I have a question about word2vec learning data

Asked 2 years ago, Updated 2 years ago, 98 views

Hi, how are you?

I would like to inquire about word2vec learning data.

from gensim.models.word2vec import Word2Vec
import pandas as pd

df = pd.read_csv('https://raw.githubusercontent.com/DoosanB/files/master/test.csv', encoding = 'utf-8')
df = pd.DataFrame(df)

model = Word2Vec(df['corpus'].values, sg=1, window=5, min_count=1, workers=4, iter=100)

model_result1 = model.wv.most_similar ("government")

I used the code as above

KeyError: "word 'government' not in vocational"

An error has occurred.

I'm asking because I don't know how to handle it.

word2vec python

2022-09-21 12:28

1 Answers

The values of df['corpus'].values used to learn word2vec in your code are as follows:

# df['corpus']values
[
    ["Housing", "Apartment", "Real Estate", "Price", "Stability", "Apartment"]
    ["Common people", "dream", "hope", "Ilsoon", "other", "real estate", "price", "rise", "common people", "economy", "catch"] 
    ...
]

By default, word2vec uses 'sentence' as its learning data.

The sentence must be in a list format organized by words.

Like this

# word2vec expected learning data type
[
    ["Housing", "Apartment", "Real Estate", "Price", "Stability", "EALUDA",
    ["Communist", "Dream", "Hope", "Ilsoon", "Other", "Real Estate", "Price", "Rising", "Communist", "Economic", "Catch",
    ...
]

Hand over the value of df['corpus'].values to the learning data in word2vec.

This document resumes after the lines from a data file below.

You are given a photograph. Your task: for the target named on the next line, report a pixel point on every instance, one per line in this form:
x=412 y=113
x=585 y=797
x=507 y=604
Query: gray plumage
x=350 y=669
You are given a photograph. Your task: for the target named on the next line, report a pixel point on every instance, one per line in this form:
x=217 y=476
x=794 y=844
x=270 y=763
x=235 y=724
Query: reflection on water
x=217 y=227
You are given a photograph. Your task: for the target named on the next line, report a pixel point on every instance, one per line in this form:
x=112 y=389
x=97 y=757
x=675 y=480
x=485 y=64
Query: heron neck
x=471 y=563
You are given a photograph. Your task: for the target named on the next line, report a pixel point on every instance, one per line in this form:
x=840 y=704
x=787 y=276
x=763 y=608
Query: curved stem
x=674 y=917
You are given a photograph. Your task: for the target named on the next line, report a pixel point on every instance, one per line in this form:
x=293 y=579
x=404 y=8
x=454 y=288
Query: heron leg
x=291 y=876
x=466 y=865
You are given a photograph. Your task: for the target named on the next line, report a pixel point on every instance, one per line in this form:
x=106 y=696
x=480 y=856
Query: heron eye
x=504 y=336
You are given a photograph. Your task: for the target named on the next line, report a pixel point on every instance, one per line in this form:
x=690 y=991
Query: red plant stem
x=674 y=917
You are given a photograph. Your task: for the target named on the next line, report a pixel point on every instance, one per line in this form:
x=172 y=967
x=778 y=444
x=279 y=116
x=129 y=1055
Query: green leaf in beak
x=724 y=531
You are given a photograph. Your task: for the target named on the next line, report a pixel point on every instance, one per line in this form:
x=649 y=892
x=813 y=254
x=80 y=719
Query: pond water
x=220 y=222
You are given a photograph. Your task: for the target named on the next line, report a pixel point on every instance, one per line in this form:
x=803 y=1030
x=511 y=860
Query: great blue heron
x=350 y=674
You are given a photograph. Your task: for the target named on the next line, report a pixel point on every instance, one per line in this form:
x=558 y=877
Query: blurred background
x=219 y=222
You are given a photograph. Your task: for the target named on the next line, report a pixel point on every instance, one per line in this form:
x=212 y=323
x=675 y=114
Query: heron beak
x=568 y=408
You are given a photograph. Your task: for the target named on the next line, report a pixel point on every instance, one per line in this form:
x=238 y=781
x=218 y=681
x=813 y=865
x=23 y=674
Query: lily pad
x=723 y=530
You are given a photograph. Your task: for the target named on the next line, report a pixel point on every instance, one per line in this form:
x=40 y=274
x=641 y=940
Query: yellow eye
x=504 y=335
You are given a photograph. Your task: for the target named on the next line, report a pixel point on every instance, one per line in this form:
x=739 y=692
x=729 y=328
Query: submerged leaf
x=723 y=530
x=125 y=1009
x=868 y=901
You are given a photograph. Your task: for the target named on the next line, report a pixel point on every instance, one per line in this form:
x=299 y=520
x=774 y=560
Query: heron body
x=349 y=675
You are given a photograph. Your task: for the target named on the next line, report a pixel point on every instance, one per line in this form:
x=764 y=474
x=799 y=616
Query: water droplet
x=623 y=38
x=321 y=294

word2vec is not the expected shape of the sentence, so it is automatically converted to the sentence form.

The data that word2vec learns will be the following values, with the df['corpus'].values automatically modified:

# Data that the actual word2vec learns
[
    ['[', '''', 'Ju', 'Taek'', '''', '''', '''', ''''', 'A', ''''', 'Pa', 'T', '''', ''''', ''''', 'Bu', 'Dong', 'San', '''', '''', '''', 'A', 'PASS', '''', '''', '''', '''', '''', '''', '''', '''', '''', '''', '''', '''', '''', '''', '''', '''', '''', '''', '''', '''', '''', '''', '''',
    ['[', '''', 'Seo', 'Min', '''', '''', '''', '''', '''', ''''', ''''', ''''', ''''', ''''', ''''', ''''', ''''', ''''', ''''', ''''', ''''', ''''', ''''', '', ''''', '', ''''', '', '', '', '', '', '', '', '', '', '', '', '', '', '', '', '', '', '', '', '', '', '', '', '', '', ' 
    ...
]

Because learning proceeds in this state, only one character is stored in vocabulary.

# Vocabulary of learned word2vec (pre)
["", "", "", "3", "4", "G", "H", ..., "Fold", "Jeong", "Je"]

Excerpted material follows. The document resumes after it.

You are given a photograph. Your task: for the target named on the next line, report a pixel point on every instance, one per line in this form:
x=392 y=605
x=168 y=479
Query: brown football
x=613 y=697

This results in an error that the word 'government' does not exist in vocabulary.

To resolve this issue,

Replace df['corpus'].values with map(val, df['corpus'].values).

You can use map(val, df['corpus' values) to replace all elements in df['corpus'].values with a list format.

# df['corpus'].values[:2]
["Housing", "Apartment", "Real estate", "Price", "Stability", "EALUDA"]
 ["Common people", "dream", "hope", "Ilsoon", "other", "real estate", "price", "rise", "common people", "economy", "catch"]

# # list(map(eval, df['corpus'].values[:2]))
["Housing", "Apartment", "Real Estate", "Price", "Stability", "EALUDA",
 ["Communist", "Dream", "Hope", "Ilsoon", "Other", "Real Estate", "Price", "Rising", "Communist", "Economic", "Catch"]

The complete code with the above workaround is as follows.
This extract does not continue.